İstanbul’a halay çektiren başkan
Saatlerce başkanı bekleyen İstanbullular ise uzun süre ayrılmadı alandan. Onlarca noktada halay çekilip horon tepildi.

Saraçhane buluşmasını ‘kaçırmayan’ davulcu ve zurnacılar eşliğinde yolda halay çekenleri yarım saat sonra “Yolu açmamız gerek” diyen polisler ‘dağıttı’. Ancak kutlamalar ‘çayır-çimen’de sürdü. ‘Erik dalı gevrektir’, ‘Bahçe duvarından aştım’la oynayanlar arasındaki, Pendik’ten gelen bir grup kadın, “Kocalarımız evde bizi bekliyor ama biz buradan ayrılamıyoruz” diyerek oynamaya devam etti.
Çoğu kişi İmamoğlu’nun toplumun çok farklı katmanlarını birleştiren bir isim, umut olduğu konusunda hemfikirdi: İstanbul’a halay çektiren başkandı o!
İYİ Parti’nin Kağıthane gençlik kolundan Gülişan hanım, “Bize, başkanımıza, oy veren herkese demediklerini bırakmadılar. Ama son hafta Osman Öcalan TRT’ye çıktı. Neyse ki insanlar bilinçli. Ekrem beyi ilk tanıttıkları gün içim ısındı ona çok güveniyorum” dedi.
Dönüşte bana kızıyla birlikte yol arkadaşlığı yapan, Fatihli Adalet teyze neden oyunu İmamoğlu’na verdiğini ve kutlamaya geldiğini söyle anlattı: “Kızım benim de başım kapalı. Türbanlılara yanlış işler yapıldı ama sonra cumhurbaşkanı da çok yanlış işler yaptı. Sürekli meydanlardan azarlıyor. Ayrıştırdı toplumu. Neyse ki Ekrem bey gibi insanları kucaklayan bir dil kullanan başkanı var bu kentin artık.”

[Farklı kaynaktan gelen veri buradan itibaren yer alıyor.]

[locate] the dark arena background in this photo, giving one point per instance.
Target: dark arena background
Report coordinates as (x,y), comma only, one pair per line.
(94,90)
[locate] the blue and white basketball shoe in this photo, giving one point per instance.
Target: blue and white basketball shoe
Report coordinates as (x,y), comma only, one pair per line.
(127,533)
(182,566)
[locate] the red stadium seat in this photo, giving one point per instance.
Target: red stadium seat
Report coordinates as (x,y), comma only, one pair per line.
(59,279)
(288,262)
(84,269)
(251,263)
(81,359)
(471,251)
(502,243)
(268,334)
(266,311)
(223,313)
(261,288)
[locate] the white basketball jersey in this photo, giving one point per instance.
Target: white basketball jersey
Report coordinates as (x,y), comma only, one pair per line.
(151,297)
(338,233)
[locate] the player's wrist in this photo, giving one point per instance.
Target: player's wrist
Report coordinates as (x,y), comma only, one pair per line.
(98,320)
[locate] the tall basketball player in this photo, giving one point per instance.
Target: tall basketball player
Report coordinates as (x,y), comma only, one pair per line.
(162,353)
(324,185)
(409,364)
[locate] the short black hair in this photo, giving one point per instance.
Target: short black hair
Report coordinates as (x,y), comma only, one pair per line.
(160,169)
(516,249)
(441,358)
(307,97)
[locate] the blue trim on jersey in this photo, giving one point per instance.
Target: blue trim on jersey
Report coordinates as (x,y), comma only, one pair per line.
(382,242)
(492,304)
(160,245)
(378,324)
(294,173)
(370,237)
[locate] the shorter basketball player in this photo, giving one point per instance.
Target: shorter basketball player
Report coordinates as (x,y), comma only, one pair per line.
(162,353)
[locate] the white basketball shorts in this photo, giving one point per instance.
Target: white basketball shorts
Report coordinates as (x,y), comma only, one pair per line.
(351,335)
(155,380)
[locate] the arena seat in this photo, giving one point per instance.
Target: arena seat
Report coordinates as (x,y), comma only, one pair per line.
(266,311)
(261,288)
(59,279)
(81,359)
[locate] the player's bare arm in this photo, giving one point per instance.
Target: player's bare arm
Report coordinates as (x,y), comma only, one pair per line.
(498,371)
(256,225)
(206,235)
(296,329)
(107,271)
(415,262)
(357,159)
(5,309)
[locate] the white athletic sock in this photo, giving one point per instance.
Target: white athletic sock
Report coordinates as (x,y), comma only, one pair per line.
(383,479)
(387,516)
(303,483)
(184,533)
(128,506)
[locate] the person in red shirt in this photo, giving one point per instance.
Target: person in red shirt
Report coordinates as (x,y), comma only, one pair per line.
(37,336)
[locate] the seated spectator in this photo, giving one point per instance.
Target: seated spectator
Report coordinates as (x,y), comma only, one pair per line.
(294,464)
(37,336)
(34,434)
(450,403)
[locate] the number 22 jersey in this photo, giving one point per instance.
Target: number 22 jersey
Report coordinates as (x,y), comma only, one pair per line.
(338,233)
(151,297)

Seçim sonrasında da olduğu gibi ‘İmamoğlu’ ve ‘her şey çok güzel olacak’ temalı ürünleri satanlar rating yükselince yükselen fiyatlarla satış yapıyor; simitçi, sucu, köfteci nasibini alıyordu.
Unkapanı’ndaki kimi ‘tarihi’ kimi ‘meşhur’ pilavcılar dolup taştı. Ben de çok sayıda İstanbullu gibi geceye noktayı pilavcı da koydum. Garson, “Her akşam 23.00’te bitirdiğimiz pilavı 20.00’de bitirdik; yenisi geldi” dedi.
Seçim öncesinde Silivri’deki mitingde göze çarpan, “Mazbata 2 is coming” yazılı dövizin mesajı gerçek olmuş; ikinci mazbata alınmıştı. Hem de İmamoğlu’nun, “Halkın iradesi 806 bin kez tecelli etti” göndermesinde olduğu gibi bu kez büyük farkla kazanılarak alınmıştı.
İmamoğlu ‘ilk iş gününe’ hazırlanmak için evine giderken kentte değişim için oy kullanan ve kazanmanın tadını çıkaran İstanbullular da evlerinin yolunu tuttu.